Experten fordern Verschärfung des deutschen Strafrechts

Rassismus, Ausländerfeindlichkeit und Intoleranz gegenüber Minderheiten - dagegen soll Deutschland mehr unternehmen. Viele Straftaten würden weder erkannt noch bestraft, beklagt das Anti-Rassismus-Komitee (Ecri) des Europarats.

Der Europarat hat Deutschland aufgefordert, mehr gegen Rassismus, Ausländerfeindlichkeit und Intoleranz gegenüber Minderheiten zu tun. Viele Straftaten würden weder erkannt noch bestraft, weil sich die Behörden vor allem auf den organisierten Rechtsextremismus konzentrierten, rügt das Anti-Rassismus-Komitee (Ecri) der paneuropäischen Staatenorganisation in einem in Straßburg veröffentlichten Bericht. Die Untersuchung betrifft die Jahre 2008 bis 2013. Ähnliche Vorwürfe hatte das Komitee bereits in seinem letzten Bericht zu Deutschland im Jahre 2008 erhoben.

Zwar seien frühere Empfehlungen des Europarats teilweise umgesetzt worden, betonen die Experten aus den Mitgliedsländern des Europarats. Doch nach wie vor würden "rassistische Motive" von Straftaten in Deutschland zu rasch ausgeschlossen. Das Gleiche gelte für Delikte, die gegen sexuelle Minderheiten wie Homosexuelle begangen würden. Die offiziellen deutschen Statistiken spiegelten somit nicht das ganze Ausmaß der Fremden- und Schwulenfeindlichkeit wider.

Das Komitee verweist auf eine Untersuchung von 120 Straftaten, bei denen rassistische Motive eine Rolle spielten. Dazu seien 79 Urteile ergangen, von denen nur 16 rassistische Beweggründe genannt hätten. Offenbar habe die Polizei auch nach den erwiesenen "Unzulänglichkeiten" bei den Ermittlungen zu den Morden des Nationalsozialistischen Untergrunds (NSU) "nicht gut genug dazugelernt".

Daher müsse das System zur Erfassung und Definition von "rassistischen, fremdenfeindlichen, homophoben Zwischenfällen" reformiert werden, heißt es in dem 50 Seiten umfassenden Bericht. Zugleich bekräftigt das Ecri eine bereits 2008 erhobene Forderung nach einer Reform des deutschen Strafrechts. Wie andere europäische Länder sollte auch Deutschland rassistische Motive als erschwerenden Umstand definieren.

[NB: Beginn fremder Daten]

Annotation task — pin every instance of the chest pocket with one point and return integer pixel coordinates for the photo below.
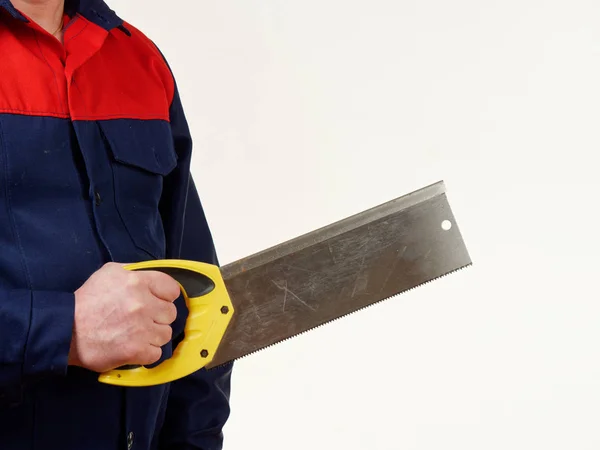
(143, 153)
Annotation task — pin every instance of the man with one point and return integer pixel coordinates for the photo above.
(94, 173)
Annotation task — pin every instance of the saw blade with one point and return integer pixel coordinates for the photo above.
(337, 270)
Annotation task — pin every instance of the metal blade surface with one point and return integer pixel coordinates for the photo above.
(339, 269)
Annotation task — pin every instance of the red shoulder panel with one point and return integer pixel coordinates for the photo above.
(95, 76)
(28, 80)
(126, 78)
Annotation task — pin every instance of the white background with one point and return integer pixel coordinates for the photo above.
(304, 112)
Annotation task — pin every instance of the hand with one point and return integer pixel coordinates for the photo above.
(122, 317)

Zudem müsse Volksverhetzung schärfer bestraft werden. Derzeit stelle das deutsche Recht Volksverhetzung nur dann unter Strafe, wenn diese den "öffentlichen Frieden" stören könne. Da dies oft nicht zu beweisen sei, blieben viele Täter straffrei.

Anlass zu Sorge gebe auch die Art und Weise, wie in Deutschland über Einwanderung debattiert werde. Äußerungen, die Fremdenfeindlichkeit förderten, würden nicht deutlich genug verurteilt.

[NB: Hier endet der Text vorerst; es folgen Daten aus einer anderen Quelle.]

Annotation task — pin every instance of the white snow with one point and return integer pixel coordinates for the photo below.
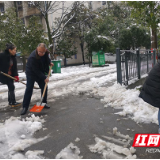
(17, 134)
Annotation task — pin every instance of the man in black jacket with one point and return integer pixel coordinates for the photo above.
(8, 65)
(37, 65)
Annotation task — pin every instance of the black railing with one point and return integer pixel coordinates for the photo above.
(133, 64)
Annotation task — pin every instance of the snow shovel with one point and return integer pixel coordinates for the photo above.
(15, 79)
(39, 106)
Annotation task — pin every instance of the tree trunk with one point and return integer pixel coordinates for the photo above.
(24, 63)
(82, 49)
(154, 39)
(15, 5)
(49, 36)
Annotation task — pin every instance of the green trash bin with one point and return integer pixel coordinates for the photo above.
(98, 58)
(57, 66)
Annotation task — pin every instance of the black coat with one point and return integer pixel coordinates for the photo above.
(37, 66)
(150, 92)
(5, 64)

Das Komitee nannte als Beispiel die Debatte, die das frühere Vorstandsmitglied der Bundesbank, Thilo Sarrazin, mit seinem umstrittenen Buch "Deutschland schafft sich ab" angestoßen hatte. Durch die Veröffentlichung von Passagen aus diesem Buch hätten Sarrazins Thesen große Unterstützung erhalten, "obwohl die vorgebrachten Argumente den eugenischen Theorien der Nationalsozialisten sehr nahe kamen".

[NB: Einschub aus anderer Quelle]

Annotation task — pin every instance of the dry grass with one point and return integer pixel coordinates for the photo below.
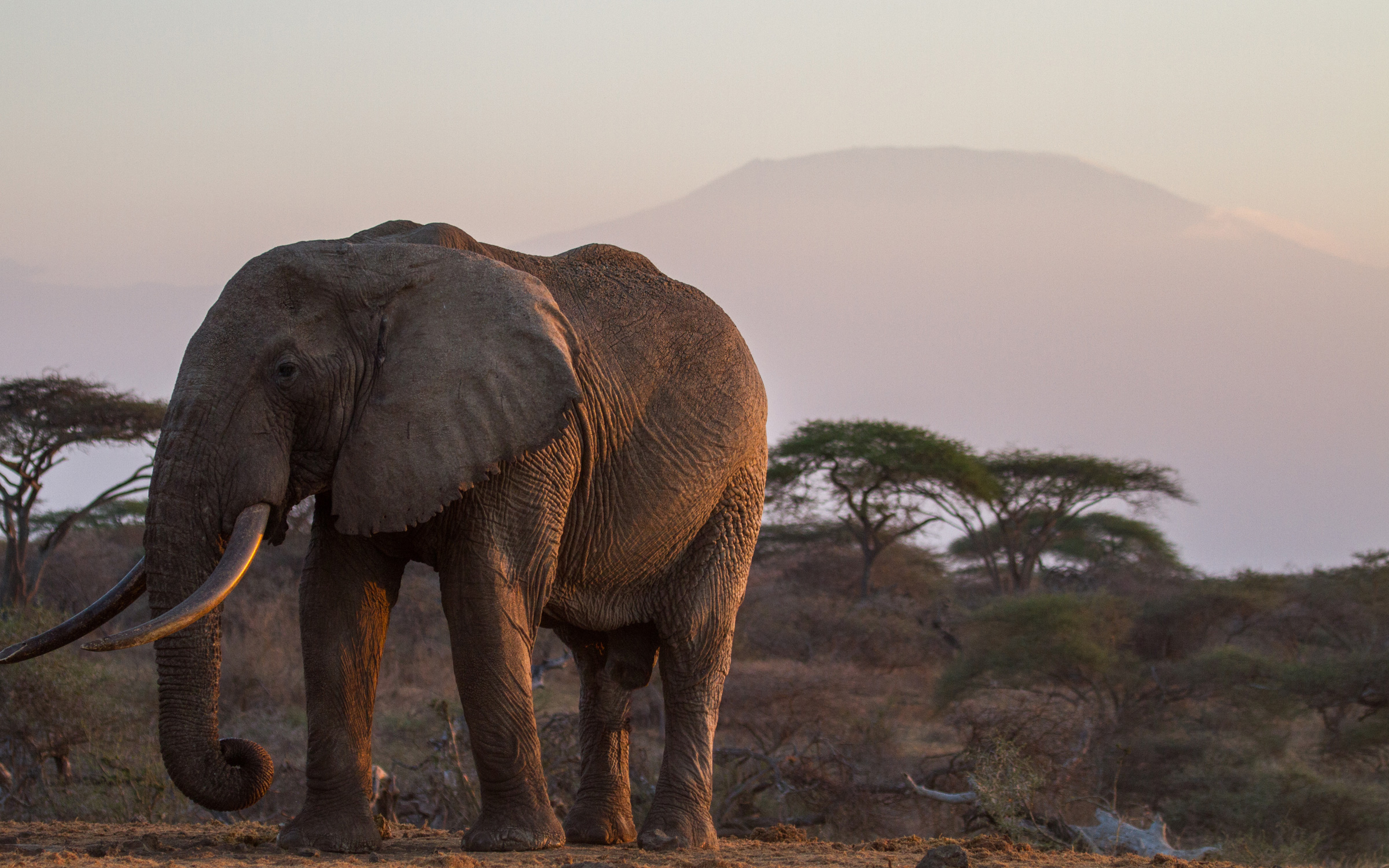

Die Experten fordern zudem mehr Anstrengungen bei der Integration von Einwanderern und ihrer Kinder. Noch immer erhielten Kinder aus gutsituierten Familien drei Mal häufiger eine Empfehlung für das Gymnasium als Kinder aus Einwandererfamilien. Auch alteingesessene Minderheiten wie die Roma- und Sinti seien nach wie vor von Diskriminierungen betroffen.

Dem Europarat gehören 47 Länder an - alle europäischen Staaten mit Ausnahme Weißrusslands. Priorität der in Straßburg ansässigen Länderorganisation ist der Kampf für Demokratie, Menschenrechte und Rechtsstaatlichkeit.